My point is that if we go after Imus, then we need to go after everyone. If it’s no longer acceptable to ever offend anyone, then that’s it; there are no excuses, no conditions.
Everyone who makes an offensive comment, in any medium, should be fired under this new system.
Late night comedians, columnists, bloggers, commentators; they all have to go!
Can you see the problem with this?

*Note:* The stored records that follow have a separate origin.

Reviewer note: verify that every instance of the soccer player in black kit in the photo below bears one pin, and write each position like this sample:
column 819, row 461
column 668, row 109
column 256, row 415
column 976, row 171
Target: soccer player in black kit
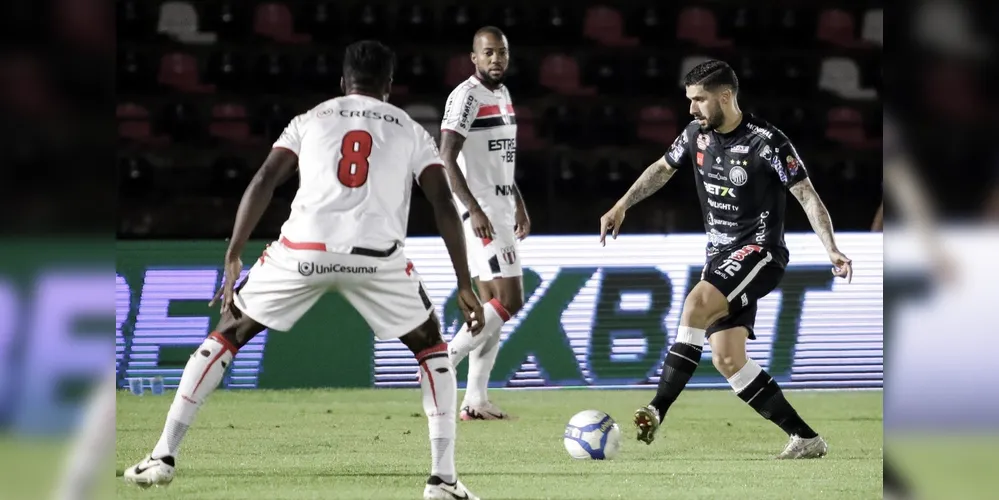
column 743, row 168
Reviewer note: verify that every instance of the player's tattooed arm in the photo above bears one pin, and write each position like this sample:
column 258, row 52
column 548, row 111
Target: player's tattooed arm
column 654, row 177
column 451, row 144
column 277, row 168
column 816, row 211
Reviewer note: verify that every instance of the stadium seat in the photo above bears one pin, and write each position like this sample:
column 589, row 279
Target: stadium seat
column 274, row 21
column 134, row 74
column 134, row 124
column 688, row 64
column 322, row 21
column 657, row 124
column 180, row 71
column 273, row 72
column 845, row 125
column 558, row 25
column 181, row 122
column 873, row 30
column 133, row 22
column 841, row 76
column 416, row 21
column 605, row 25
column 228, row 71
column 527, row 133
column 607, row 73
column 560, row 73
column 229, row 20
column 650, row 23
column 837, row 27
column 459, row 68
column 229, row 122
column 321, row 73
column 179, row 20
column 460, row 18
column 699, row 26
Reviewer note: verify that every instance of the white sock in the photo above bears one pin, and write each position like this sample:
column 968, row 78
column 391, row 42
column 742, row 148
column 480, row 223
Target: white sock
column 201, row 376
column 480, row 365
column 440, row 398
column 464, row 343
column 745, row 376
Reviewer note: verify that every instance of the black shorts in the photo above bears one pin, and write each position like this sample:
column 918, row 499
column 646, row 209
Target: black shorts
column 744, row 276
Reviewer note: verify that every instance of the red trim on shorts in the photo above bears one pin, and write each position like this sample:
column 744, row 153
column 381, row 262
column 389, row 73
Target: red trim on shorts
column 431, row 350
column 499, row 309
column 430, row 380
column 306, row 245
column 493, row 109
column 226, row 346
column 286, row 149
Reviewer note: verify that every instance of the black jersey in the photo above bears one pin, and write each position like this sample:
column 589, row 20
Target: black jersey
column 742, row 179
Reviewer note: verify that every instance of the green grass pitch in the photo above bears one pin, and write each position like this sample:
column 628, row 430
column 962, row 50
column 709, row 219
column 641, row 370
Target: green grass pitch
column 372, row 444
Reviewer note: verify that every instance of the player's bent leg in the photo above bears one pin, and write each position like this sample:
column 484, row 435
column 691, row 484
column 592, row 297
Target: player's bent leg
column 506, row 300
column 201, row 377
column 758, row 389
column 704, row 306
column 440, row 399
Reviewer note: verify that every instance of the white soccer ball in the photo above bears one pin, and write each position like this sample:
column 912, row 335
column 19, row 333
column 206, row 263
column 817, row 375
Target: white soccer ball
column 592, row 435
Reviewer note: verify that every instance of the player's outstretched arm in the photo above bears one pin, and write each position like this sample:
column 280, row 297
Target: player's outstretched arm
column 434, row 183
column 821, row 223
column 654, row 177
column 277, row 168
column 451, row 144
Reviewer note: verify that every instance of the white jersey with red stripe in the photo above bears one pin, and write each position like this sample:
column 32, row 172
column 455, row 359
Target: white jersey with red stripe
column 486, row 119
column 357, row 158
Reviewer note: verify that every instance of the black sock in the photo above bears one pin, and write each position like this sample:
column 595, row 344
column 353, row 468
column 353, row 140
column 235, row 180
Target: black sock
column 765, row 396
column 681, row 361
column 893, row 482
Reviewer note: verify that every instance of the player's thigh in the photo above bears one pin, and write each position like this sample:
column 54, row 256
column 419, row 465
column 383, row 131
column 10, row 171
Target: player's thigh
column 499, row 257
column 743, row 276
column 278, row 291
column 392, row 298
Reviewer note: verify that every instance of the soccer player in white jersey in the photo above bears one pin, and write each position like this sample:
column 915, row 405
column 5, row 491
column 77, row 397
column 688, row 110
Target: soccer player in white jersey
column 357, row 157
column 478, row 146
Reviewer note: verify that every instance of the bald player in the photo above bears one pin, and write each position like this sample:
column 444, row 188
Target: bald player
column 478, row 147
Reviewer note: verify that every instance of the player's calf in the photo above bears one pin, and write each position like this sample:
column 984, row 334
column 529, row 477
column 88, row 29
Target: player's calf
column 758, row 389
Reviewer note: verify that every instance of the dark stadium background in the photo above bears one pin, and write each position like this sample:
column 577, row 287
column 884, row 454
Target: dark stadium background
column 204, row 87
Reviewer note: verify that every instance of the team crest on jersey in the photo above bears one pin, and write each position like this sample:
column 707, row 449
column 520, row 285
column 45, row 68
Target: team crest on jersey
column 792, row 164
column 509, row 254
column 738, row 175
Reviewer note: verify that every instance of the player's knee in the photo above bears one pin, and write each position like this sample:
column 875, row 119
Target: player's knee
column 424, row 336
column 700, row 310
column 727, row 362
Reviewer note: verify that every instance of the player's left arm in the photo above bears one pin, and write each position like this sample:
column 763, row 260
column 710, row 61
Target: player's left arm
column 792, row 173
column 523, row 221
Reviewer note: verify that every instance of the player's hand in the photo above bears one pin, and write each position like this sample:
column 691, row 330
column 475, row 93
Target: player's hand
column 233, row 267
column 523, row 224
column 611, row 221
column 480, row 224
column 471, row 308
column 842, row 266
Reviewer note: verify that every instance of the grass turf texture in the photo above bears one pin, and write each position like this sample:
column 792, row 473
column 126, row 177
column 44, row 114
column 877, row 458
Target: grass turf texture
column 373, row 444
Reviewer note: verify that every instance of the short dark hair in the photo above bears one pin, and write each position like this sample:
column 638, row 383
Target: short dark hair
column 368, row 64
column 711, row 75
column 491, row 30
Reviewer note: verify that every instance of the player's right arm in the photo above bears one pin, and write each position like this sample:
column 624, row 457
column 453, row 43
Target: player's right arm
column 655, row 177
column 459, row 113
column 435, row 185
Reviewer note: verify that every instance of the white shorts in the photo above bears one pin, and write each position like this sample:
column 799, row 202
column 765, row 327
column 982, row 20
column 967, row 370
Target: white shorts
column 284, row 284
column 496, row 258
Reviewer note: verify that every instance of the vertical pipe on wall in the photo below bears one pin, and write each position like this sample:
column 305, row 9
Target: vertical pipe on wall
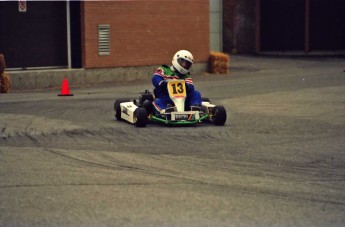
column 257, row 26
column 307, row 27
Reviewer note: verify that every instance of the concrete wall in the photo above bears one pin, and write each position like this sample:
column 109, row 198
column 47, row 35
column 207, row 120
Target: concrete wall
column 239, row 26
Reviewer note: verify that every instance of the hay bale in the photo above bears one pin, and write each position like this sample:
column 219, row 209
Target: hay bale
column 219, row 63
column 5, row 81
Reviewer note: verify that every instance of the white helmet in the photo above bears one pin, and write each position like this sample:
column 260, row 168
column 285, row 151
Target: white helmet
column 182, row 61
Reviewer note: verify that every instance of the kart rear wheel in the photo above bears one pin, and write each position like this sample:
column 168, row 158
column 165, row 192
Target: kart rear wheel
column 140, row 117
column 117, row 108
column 219, row 115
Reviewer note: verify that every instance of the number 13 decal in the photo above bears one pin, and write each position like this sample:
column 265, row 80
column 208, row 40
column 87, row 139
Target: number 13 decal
column 177, row 88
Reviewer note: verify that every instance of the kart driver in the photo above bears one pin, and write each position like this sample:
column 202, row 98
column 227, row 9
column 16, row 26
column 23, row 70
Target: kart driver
column 181, row 63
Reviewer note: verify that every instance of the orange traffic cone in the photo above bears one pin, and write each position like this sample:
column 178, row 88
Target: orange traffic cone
column 65, row 89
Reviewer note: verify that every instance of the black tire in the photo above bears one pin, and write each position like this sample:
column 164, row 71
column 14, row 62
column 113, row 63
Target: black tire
column 140, row 117
column 219, row 115
column 117, row 108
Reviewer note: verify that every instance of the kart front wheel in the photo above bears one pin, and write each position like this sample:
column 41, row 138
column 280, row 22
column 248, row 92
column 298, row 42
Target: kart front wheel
column 140, row 117
column 219, row 115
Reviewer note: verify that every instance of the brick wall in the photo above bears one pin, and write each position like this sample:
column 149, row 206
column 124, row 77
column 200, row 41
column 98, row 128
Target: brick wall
column 239, row 26
column 145, row 32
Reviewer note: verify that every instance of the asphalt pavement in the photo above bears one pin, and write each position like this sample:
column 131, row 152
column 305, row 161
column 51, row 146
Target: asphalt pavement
column 278, row 160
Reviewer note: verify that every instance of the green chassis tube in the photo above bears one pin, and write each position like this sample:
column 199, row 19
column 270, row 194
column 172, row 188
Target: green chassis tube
column 158, row 119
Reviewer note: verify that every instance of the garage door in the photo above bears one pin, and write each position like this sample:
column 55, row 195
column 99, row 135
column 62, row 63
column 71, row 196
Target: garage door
column 35, row 38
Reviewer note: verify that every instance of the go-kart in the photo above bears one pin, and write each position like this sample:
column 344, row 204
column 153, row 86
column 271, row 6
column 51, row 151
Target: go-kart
column 140, row 112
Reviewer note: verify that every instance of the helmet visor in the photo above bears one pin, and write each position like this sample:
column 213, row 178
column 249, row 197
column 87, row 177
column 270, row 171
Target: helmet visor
column 184, row 63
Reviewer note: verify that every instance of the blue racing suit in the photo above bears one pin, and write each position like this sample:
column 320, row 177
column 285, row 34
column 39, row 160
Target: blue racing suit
column 159, row 78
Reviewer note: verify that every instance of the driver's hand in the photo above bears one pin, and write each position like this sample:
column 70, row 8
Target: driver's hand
column 163, row 86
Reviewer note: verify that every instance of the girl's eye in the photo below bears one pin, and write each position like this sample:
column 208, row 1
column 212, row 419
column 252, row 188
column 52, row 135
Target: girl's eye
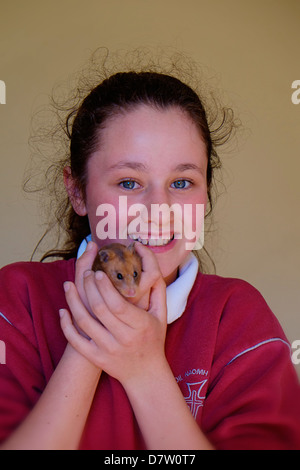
column 181, row 184
column 129, row 184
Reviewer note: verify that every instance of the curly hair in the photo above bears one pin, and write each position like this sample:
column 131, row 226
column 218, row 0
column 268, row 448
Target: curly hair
column 113, row 84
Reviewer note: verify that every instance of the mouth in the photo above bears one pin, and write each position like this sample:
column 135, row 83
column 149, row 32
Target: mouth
column 153, row 242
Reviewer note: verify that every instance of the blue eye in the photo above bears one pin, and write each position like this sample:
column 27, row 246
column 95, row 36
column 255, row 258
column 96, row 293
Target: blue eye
column 181, row 184
column 128, row 184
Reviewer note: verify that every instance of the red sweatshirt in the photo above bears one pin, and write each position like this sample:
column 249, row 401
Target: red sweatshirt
column 227, row 351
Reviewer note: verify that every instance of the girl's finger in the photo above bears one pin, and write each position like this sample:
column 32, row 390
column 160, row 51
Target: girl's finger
column 81, row 344
column 105, row 302
column 158, row 301
column 119, row 312
column 81, row 316
column 84, row 263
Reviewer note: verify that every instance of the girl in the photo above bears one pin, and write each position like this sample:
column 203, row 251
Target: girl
column 194, row 361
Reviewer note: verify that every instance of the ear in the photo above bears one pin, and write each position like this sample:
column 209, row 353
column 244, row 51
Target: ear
column 106, row 255
column 74, row 193
column 131, row 248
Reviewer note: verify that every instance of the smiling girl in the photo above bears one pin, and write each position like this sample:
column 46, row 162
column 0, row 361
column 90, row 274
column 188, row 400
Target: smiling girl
column 195, row 361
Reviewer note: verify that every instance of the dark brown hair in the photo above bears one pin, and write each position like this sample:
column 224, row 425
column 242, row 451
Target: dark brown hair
column 117, row 93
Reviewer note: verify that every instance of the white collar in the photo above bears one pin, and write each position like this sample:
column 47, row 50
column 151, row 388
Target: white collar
column 178, row 291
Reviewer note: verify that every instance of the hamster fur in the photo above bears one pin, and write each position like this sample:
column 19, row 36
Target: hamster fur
column 123, row 266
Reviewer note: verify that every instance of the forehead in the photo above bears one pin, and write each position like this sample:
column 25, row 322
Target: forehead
column 146, row 135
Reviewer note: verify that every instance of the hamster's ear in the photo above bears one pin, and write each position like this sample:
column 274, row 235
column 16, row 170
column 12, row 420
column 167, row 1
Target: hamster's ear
column 74, row 193
column 131, row 248
column 106, row 255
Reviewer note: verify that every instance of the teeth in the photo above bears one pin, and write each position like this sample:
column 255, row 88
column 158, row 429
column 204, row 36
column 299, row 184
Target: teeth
column 151, row 241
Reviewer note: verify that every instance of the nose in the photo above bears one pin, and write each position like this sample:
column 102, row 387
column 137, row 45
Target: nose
column 161, row 210
column 130, row 292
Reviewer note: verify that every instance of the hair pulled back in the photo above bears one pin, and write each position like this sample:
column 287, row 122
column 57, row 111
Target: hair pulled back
column 117, row 93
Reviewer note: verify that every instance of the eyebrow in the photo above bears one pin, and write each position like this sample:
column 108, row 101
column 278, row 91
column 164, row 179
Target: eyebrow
column 132, row 165
column 138, row 166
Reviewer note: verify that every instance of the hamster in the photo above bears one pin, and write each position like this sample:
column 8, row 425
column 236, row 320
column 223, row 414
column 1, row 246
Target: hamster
column 123, row 266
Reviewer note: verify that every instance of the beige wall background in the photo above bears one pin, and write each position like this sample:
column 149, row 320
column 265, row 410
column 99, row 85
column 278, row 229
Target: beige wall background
column 250, row 48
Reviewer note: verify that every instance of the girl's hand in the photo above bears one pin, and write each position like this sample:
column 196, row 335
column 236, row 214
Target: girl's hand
column 125, row 339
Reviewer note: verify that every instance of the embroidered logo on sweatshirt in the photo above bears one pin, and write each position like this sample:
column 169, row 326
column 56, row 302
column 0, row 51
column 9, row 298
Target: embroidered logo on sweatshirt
column 193, row 390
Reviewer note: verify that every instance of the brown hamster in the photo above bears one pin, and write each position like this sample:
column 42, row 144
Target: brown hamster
column 123, row 266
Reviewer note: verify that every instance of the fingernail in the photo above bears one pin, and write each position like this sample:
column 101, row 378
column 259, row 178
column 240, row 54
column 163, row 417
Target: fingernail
column 61, row 312
column 99, row 275
column 66, row 286
column 89, row 246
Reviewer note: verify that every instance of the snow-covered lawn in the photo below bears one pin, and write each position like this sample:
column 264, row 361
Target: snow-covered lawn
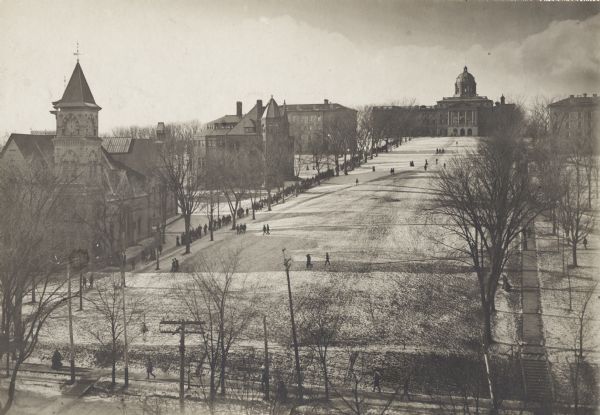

Once the floodgates are open, there’s no stopping it.
It’s very easy to stand up for freedom of speech when you support what is being said, but the test is when someone says something you don’t agree with and you still stand up for his or her rights.
If we started policing the airwaves and taking down everyone who offends someone else, pretty soon we’d have one giant, non-stop PBS telethon, interspersed with Billy Mays and Tony Little infomercials. And I really don’t think anyone wants to see THAT.
In all seriousness, this is one of those watershed events for the subject of free speech. Today, it’s Don Imus.
Tomorrow, it’s you and me. Where does it end?